5-3
User Guide for Cisco Secure ACS for Windows Server
78-14696-01, Version 3.1
Chapter 5 Setting Up and Managing Shared Profile Components
Downloadable PIX ACLs
The ACL definitions that you enter into Cisco Secure ACS consist of one or more
PIX ACL commands, with each command on a separate line. Using standard
RADIUS Cisco AV-pairs permits you to enter a maximum of 4 kilobytes of ACLs;
whereas, downloadable PIX ACLs can be of unlimited size. In entering the ACL
definitions in the ACS HTML interface, do not use keyword and name entries; in
all other respects, use standard PIX ACL command syntax and semantics. An
example of the format you should use to enter ACL Definitions follows:
permit tcp any host 11.0.0.254
permit udp any host 11.0.0.254
permit icmp any host 11.0.0.254
permit tcp any host 11.0.0.253
See the “Command Reference” section of your PIX Firewall configuration guide
for detailed ACL definition information.
ACLs entered into the Cisco Secure ACS are protected by whatever backup or
replication regime you have established for the Cisco Secure ACS. After you
configure an ACL as a named shared profile component, you can include that ACL
in any Cisco Secure ACS user, or user group, profile. When Cisco Secure ACS
returns an attribute with a named ACL as part of a user session RADIUS access
accept packet, the PIX Firewall applies that ACL to the session of that user.

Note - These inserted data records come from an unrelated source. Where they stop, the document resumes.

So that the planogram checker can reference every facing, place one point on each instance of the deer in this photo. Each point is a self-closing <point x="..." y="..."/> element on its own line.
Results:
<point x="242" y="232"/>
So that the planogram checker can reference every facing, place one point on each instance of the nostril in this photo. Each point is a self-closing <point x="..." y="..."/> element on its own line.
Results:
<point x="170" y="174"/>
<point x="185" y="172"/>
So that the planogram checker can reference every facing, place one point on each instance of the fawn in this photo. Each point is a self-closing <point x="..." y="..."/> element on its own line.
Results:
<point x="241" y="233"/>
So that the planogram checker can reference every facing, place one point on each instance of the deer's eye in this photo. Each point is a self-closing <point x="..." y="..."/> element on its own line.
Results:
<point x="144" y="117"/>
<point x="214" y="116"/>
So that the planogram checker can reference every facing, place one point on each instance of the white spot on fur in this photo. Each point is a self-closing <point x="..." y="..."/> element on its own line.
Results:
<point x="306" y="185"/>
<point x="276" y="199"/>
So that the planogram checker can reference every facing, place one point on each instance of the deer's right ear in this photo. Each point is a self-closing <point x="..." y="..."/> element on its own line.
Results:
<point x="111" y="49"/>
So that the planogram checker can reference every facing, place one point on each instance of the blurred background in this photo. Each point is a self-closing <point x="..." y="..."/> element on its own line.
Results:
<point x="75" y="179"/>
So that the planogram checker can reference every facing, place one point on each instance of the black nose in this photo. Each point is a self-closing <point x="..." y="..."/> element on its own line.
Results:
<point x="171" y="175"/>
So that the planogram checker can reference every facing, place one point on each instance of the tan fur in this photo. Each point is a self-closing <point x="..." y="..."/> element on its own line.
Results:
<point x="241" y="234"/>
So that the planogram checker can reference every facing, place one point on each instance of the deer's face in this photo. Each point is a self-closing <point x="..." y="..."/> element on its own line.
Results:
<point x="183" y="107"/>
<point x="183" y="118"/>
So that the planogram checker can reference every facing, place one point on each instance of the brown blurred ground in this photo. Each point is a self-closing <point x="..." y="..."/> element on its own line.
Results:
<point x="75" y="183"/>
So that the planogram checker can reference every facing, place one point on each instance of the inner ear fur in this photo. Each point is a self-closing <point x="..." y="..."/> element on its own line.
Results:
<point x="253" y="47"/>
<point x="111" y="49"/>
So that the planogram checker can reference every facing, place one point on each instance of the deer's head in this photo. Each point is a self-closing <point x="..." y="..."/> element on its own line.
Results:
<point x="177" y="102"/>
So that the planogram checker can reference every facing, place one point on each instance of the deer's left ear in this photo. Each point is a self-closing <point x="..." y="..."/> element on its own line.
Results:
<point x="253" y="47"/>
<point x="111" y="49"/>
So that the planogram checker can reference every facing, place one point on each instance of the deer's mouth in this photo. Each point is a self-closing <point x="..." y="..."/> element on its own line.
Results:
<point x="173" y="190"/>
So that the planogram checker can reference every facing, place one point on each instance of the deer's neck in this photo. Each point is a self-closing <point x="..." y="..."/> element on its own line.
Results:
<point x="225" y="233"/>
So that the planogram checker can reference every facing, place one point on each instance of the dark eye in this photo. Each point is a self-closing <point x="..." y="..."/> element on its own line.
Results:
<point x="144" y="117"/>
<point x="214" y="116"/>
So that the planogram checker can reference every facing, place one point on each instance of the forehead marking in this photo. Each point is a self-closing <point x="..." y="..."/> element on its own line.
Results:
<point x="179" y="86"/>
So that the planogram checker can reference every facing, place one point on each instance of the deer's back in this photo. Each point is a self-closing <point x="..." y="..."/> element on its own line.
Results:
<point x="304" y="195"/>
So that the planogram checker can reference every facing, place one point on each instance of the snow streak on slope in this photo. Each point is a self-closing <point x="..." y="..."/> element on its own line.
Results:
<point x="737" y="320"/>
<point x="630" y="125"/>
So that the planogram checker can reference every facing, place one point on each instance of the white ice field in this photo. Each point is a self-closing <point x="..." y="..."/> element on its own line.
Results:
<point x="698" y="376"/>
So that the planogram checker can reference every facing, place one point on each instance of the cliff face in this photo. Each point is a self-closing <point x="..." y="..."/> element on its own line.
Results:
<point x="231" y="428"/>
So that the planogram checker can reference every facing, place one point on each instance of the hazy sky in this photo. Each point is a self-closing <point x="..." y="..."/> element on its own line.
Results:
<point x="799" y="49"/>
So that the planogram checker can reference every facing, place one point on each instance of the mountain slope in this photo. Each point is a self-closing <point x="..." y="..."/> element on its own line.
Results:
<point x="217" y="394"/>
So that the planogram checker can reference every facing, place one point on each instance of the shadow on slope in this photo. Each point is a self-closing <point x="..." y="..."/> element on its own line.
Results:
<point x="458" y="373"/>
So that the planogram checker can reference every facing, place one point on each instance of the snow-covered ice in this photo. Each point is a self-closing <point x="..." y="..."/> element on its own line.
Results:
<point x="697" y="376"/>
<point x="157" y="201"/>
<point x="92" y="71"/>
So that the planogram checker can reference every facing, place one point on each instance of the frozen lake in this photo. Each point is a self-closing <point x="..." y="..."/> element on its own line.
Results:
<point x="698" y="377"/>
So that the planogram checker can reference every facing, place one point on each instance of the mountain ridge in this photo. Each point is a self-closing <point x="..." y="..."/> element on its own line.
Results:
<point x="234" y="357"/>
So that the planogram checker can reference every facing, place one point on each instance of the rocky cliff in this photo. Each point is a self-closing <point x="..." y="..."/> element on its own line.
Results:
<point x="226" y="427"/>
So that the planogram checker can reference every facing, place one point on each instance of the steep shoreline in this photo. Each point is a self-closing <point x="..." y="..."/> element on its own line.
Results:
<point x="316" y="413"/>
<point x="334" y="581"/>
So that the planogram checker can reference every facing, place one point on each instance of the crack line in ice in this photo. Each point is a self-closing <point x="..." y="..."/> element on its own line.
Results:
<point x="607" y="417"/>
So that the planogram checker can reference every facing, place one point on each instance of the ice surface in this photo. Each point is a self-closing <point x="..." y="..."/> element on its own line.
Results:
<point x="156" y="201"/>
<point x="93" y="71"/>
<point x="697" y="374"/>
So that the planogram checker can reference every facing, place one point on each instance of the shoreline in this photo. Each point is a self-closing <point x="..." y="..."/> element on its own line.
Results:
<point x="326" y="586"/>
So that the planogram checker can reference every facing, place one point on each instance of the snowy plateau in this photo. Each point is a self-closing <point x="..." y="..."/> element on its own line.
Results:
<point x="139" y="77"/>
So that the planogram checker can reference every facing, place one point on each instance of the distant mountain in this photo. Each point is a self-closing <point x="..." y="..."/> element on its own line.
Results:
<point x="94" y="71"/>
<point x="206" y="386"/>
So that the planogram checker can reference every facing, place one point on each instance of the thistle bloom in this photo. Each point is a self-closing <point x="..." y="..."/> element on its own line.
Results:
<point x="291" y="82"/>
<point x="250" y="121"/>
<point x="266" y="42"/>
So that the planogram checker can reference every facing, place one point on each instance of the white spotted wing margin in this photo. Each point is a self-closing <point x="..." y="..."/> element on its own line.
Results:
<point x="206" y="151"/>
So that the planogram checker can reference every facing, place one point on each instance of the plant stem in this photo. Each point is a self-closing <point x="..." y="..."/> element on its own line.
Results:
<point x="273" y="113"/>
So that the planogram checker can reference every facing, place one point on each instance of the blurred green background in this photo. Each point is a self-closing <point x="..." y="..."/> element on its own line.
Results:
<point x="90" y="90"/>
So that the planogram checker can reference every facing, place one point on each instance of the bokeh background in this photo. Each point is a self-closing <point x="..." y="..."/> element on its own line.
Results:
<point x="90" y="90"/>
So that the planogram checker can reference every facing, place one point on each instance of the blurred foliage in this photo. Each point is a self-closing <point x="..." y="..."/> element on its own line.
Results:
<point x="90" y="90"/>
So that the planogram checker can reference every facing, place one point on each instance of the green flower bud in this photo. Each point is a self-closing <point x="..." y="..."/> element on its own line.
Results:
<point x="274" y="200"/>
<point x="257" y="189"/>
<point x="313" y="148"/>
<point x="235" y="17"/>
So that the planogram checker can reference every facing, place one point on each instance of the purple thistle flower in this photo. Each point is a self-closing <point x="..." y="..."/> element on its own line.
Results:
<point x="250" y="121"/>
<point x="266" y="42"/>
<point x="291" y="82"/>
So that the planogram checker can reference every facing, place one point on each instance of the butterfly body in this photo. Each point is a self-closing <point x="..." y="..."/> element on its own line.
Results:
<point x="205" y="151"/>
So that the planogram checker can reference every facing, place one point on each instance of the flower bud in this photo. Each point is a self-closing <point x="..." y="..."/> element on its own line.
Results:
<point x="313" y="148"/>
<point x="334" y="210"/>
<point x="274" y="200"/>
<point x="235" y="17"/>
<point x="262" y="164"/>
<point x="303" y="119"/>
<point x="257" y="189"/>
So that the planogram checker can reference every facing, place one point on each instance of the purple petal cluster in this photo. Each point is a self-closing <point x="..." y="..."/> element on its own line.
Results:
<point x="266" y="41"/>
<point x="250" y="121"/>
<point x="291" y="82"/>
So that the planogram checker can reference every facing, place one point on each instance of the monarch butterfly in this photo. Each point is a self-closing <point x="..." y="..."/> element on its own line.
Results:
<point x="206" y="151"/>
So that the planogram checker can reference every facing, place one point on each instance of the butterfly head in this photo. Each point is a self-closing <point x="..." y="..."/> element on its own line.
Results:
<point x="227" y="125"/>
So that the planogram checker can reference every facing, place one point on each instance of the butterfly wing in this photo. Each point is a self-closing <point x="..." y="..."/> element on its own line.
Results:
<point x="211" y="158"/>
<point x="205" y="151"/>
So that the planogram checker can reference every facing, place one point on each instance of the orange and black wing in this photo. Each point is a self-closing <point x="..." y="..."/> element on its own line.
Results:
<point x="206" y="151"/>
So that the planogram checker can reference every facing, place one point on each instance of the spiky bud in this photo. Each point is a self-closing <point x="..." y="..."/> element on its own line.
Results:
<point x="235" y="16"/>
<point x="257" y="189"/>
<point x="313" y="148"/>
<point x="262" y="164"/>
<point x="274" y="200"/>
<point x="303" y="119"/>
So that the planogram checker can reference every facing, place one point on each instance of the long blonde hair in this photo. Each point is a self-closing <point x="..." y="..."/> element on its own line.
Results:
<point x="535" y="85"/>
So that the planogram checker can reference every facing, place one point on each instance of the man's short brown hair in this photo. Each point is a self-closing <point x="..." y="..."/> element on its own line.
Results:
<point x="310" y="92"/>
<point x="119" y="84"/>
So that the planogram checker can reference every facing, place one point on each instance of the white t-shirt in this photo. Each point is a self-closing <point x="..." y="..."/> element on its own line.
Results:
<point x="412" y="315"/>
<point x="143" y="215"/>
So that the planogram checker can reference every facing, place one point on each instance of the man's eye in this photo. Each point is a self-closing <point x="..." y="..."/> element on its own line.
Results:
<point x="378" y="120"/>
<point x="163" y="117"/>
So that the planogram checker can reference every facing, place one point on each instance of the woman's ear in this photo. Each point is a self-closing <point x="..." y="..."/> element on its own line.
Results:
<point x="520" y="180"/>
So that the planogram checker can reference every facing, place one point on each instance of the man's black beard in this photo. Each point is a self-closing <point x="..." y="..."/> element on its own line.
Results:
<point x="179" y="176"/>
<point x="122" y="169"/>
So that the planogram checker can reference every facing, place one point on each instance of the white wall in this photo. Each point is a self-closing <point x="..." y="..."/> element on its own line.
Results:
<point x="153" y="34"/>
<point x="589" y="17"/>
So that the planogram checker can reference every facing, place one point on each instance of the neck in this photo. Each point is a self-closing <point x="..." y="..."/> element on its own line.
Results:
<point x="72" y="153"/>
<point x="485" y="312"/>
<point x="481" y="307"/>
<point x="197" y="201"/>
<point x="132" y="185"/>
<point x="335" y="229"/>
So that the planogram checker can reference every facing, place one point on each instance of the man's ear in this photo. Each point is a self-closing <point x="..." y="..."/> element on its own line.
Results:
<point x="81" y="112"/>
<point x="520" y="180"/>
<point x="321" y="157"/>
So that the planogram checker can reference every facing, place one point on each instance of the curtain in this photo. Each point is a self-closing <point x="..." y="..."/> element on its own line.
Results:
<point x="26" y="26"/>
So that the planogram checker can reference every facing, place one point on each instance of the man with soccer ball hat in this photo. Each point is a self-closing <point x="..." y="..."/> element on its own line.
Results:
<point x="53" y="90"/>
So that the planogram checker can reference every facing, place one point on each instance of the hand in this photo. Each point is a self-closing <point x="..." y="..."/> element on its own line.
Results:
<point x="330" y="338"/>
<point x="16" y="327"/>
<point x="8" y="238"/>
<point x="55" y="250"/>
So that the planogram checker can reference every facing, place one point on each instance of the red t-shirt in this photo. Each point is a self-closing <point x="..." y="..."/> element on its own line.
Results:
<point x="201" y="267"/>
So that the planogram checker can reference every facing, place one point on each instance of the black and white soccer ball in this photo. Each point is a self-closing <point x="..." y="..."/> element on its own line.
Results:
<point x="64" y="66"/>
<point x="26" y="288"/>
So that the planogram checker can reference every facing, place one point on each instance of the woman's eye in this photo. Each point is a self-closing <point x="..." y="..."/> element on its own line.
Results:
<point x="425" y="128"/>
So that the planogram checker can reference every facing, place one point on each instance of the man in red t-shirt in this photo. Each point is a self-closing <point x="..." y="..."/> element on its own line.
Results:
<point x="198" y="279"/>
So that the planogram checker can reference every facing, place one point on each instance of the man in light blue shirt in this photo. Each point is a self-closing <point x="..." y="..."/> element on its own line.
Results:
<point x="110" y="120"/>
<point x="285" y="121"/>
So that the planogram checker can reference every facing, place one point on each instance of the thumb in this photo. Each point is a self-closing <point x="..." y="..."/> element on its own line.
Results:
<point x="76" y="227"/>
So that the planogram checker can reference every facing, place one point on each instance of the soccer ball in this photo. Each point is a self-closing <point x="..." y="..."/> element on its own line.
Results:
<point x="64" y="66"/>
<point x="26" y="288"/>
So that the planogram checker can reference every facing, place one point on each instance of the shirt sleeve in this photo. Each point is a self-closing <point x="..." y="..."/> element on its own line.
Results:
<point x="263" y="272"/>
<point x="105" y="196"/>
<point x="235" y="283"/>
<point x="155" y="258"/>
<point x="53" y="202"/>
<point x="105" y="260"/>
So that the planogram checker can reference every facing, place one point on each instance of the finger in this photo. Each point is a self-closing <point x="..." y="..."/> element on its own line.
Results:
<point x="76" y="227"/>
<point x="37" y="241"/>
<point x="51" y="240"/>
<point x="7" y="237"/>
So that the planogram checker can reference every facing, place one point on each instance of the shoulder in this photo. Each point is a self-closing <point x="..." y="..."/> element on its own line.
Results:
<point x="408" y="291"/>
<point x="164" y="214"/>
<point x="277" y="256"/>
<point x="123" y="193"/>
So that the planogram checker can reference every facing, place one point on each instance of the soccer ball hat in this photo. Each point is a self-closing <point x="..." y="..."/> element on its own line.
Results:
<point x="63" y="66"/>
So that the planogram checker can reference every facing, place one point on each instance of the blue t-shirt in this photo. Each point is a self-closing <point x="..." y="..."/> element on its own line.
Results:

Cisco Secure ACS uses a versioning stamp to ensure that the PIX Firewall has
cached the latest ACL version. If a PIX Firewall responds that it does not have the
current version of the named ACL in its cache (that is, the ACL is new or has
changed), Cisco Secure ACS uploads the ACL update to the PIX Firewall cache.
After you configure a downloadable PIX ACL, it can be applied against any
number of single users or user groups.